Addressing cross-cutting issues

Several issues related to the objectives of the study arose during the development of this plan. Many of these stem from the lack of research on specific subgroups of caregivers, such as children and men.

Research on these population groups should take into account how caregiving affects them in ways that may be unique or different from the experiences of adults (in the case of children) and spouses (in the case of men, some of whom may care for friends). Studies should also specifically examine the effectiveness and efficiency of programs or policies for these groups.
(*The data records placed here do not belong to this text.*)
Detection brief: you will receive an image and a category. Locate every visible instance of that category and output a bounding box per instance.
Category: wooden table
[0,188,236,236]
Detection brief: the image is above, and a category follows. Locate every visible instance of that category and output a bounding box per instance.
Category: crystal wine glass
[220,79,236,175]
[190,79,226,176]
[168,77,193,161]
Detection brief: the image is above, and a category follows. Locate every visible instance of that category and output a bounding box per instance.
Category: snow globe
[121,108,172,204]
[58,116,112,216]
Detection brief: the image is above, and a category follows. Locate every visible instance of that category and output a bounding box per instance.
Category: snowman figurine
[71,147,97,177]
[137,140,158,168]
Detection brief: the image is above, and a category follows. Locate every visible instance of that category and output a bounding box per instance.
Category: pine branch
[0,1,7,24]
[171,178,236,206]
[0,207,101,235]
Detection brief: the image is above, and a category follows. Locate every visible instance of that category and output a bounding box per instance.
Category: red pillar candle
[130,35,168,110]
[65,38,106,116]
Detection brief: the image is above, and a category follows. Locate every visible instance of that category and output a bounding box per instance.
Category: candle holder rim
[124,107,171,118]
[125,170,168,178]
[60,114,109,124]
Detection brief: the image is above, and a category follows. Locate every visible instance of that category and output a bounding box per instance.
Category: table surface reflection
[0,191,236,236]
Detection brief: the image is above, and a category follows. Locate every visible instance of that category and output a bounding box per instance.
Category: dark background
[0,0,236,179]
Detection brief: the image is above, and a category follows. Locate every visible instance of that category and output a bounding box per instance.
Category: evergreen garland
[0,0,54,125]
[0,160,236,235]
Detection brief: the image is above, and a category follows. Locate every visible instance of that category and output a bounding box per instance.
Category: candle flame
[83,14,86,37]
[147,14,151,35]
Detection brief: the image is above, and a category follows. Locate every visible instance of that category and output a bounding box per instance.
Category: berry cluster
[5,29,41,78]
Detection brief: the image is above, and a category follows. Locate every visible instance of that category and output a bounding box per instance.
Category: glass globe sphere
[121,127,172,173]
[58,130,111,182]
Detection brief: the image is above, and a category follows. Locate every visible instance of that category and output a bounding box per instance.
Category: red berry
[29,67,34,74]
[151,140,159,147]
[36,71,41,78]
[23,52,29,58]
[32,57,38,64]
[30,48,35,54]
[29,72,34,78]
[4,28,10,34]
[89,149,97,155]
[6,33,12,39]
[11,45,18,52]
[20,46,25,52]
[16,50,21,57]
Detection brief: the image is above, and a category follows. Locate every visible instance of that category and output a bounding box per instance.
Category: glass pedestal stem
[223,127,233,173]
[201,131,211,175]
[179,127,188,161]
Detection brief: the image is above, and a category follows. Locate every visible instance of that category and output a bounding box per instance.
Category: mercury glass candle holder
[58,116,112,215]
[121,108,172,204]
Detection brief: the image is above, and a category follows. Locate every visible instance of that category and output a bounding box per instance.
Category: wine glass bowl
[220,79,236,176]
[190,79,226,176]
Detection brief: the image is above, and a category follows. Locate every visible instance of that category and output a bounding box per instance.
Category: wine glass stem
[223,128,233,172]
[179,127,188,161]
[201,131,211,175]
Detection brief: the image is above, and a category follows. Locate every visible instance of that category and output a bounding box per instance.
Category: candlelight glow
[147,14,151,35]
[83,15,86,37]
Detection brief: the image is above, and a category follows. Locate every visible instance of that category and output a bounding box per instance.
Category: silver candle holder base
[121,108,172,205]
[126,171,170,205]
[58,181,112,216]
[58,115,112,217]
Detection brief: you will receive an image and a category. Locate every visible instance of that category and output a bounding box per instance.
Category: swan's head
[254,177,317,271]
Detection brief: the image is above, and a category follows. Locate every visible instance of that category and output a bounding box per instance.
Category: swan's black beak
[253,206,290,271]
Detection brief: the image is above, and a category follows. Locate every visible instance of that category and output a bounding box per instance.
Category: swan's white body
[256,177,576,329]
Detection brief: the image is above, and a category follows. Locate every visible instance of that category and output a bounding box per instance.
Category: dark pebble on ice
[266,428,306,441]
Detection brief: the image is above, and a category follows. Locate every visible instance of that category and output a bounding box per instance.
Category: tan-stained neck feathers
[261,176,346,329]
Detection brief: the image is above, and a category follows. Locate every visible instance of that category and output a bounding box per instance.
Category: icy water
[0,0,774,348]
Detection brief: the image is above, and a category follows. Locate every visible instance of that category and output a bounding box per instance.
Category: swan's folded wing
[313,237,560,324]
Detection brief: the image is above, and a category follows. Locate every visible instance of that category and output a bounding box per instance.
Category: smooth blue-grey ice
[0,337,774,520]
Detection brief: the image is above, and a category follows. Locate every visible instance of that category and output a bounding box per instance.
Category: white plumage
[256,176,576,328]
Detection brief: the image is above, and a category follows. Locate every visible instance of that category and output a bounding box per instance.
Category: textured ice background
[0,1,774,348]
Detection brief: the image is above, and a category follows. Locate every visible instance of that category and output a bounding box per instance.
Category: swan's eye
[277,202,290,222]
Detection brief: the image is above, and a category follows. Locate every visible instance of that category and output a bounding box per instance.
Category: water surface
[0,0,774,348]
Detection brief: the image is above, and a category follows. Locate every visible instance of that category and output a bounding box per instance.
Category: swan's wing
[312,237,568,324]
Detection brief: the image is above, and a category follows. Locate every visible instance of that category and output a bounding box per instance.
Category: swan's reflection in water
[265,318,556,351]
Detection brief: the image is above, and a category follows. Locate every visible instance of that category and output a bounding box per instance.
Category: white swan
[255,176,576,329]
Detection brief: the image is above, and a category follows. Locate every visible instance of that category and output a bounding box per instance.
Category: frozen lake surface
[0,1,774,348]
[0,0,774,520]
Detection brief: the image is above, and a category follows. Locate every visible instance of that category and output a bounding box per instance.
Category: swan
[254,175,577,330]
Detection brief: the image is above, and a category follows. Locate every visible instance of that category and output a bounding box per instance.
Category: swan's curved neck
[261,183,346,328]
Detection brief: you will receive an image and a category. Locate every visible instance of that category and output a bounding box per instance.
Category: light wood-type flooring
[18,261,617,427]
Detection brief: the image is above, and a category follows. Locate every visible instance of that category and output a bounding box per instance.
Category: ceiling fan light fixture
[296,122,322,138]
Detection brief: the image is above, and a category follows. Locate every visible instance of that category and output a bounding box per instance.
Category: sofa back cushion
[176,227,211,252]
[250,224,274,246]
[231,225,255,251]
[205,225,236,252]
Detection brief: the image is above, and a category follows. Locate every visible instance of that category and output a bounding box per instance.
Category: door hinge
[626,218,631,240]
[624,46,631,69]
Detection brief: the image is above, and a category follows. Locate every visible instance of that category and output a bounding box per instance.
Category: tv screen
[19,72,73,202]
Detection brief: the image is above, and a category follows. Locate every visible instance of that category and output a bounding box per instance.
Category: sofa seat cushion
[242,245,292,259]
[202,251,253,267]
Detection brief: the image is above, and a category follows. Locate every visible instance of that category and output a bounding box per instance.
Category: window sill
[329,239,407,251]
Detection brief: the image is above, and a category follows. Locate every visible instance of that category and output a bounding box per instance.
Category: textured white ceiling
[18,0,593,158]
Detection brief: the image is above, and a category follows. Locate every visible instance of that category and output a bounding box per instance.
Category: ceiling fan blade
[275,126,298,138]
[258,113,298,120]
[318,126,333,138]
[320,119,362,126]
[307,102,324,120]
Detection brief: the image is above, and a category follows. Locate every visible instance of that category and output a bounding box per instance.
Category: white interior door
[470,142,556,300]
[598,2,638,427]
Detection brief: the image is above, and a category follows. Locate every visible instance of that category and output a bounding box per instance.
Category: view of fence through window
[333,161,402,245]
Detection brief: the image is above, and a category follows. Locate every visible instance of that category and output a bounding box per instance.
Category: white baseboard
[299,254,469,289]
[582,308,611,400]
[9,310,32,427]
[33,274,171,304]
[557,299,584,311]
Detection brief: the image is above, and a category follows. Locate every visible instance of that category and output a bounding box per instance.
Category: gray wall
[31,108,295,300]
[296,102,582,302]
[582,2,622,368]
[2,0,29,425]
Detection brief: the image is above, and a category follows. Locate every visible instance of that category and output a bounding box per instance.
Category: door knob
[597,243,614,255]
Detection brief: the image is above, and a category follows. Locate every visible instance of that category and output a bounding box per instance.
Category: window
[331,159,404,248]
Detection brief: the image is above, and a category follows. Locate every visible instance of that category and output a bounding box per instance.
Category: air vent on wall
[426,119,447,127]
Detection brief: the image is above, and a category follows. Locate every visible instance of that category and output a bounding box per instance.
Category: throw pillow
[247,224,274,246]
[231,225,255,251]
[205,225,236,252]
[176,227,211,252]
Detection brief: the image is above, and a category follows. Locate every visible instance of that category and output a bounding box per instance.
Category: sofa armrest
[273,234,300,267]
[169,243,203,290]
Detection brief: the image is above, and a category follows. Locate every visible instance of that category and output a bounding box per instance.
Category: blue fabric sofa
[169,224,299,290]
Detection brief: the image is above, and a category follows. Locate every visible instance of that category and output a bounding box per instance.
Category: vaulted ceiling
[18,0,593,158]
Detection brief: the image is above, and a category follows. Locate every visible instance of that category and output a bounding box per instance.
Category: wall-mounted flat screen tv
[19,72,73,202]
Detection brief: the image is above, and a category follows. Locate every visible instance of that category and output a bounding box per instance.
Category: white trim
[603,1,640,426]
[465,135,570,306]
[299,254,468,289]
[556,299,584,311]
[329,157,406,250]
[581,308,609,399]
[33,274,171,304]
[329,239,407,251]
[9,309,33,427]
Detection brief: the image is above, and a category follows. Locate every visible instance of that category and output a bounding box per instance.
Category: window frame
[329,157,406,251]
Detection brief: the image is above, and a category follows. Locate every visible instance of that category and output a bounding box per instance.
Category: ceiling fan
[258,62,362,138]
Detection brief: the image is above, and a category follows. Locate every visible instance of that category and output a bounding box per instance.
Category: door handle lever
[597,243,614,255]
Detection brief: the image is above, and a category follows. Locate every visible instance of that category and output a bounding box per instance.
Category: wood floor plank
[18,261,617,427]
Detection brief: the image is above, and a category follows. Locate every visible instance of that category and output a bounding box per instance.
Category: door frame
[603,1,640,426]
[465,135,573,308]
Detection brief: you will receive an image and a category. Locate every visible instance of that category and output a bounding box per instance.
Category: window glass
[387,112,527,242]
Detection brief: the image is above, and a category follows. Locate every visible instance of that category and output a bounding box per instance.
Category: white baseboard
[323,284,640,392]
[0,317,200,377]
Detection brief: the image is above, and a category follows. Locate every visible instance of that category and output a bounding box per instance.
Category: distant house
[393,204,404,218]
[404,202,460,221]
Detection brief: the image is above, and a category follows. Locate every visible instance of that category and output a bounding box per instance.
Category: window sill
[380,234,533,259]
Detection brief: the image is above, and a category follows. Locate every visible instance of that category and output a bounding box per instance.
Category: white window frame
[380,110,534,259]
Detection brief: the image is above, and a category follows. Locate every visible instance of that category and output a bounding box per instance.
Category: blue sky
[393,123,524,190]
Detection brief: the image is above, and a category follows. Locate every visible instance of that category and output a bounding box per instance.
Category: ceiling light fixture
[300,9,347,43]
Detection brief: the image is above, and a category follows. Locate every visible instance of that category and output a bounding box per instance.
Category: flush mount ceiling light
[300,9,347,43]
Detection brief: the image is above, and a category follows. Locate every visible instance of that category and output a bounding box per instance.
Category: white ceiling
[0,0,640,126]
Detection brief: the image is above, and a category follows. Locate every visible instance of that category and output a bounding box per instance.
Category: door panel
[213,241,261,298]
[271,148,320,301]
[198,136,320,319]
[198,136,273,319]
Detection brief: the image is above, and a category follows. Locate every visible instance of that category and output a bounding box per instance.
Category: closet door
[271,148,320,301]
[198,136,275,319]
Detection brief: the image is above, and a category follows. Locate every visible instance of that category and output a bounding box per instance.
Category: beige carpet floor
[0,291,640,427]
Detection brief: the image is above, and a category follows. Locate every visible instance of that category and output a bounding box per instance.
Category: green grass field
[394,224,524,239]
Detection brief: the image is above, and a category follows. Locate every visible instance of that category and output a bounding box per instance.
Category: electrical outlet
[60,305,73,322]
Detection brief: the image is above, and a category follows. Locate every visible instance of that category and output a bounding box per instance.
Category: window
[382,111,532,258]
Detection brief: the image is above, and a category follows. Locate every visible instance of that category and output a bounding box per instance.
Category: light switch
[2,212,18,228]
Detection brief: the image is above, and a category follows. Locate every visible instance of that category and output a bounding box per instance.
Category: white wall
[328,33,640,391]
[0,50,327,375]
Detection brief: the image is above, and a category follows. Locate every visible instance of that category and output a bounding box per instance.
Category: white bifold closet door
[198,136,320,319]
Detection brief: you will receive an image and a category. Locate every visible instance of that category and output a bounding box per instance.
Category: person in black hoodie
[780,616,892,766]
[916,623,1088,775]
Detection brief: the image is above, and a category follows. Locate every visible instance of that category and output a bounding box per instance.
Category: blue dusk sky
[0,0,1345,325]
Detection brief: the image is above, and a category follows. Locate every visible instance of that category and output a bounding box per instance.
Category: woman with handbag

Another cross-cutting issue is the lack of studies focusing on different types of caregivers, such as people with brain injuries. A large longitudinal study being conducted by the U.S. Department of Defense on caregivers of soldiers who suffered brain injuries after 9/11 is providing valuable information, but further research is needed to ensure that all caregivers and their health problems are studied.

Using the Plan

The purpose of this Plan is to create a vision for future research to support caregivers of military personnel and veterans. In essence, the plan will become a guide that the community can use to prioritize and facilitate future research. It is not a manual for how research should be conducted; stakeholders can use the plan in different ways and develop their own specific activities.

Ideally, the research plan we create will become a common framework for the various stakeholders working toward the common goal of improving support for military and veteran caregivers. We recommend the following three strategies to support, adopt and implement the plan.

Build partnerships. The military and veteran community can partner with some of the many organizations interested in investigating different aspects of caregiving. Partnerships and alliances could call for greater investment in research, encourage the research community to focus on caregiving, and call for more evidence-based decision making in future caregiver support programs and policies.

Organize a research summit on caregivers of soldiers and veterans. A research summit could be held to focus on developing new research designed around the factors identified in this research agenda. Participants could be researchers and caregivers from different disciplines.

Establish a research center of excellence. A Research Center of Excellence for the Military/Veteran Caregiver Community could contribute to the strategic research agenda and address the knowledge gaps described in this report, thereby contributing to the future support of military/veteran caregivers.

Summary of stakeholder assessments

The table summarizes what we learned from all panels during the stakeholder consensus process about the importance of a particular research objective, the effectiveness of previous research on that topic, the cultural acceptability of research in that area, the cost of conducting new research, and the potential for learning from new research in that area over the next five years.

This summary table presents the median score for each dimension as high (i.e., important, effective, acceptable, inexpensive, or potentially informative) or uncertain; no target had a low median score for any dimension. The table also shows the number of articles published on each objective, allowing us to identify potential gaps and areas for future investment.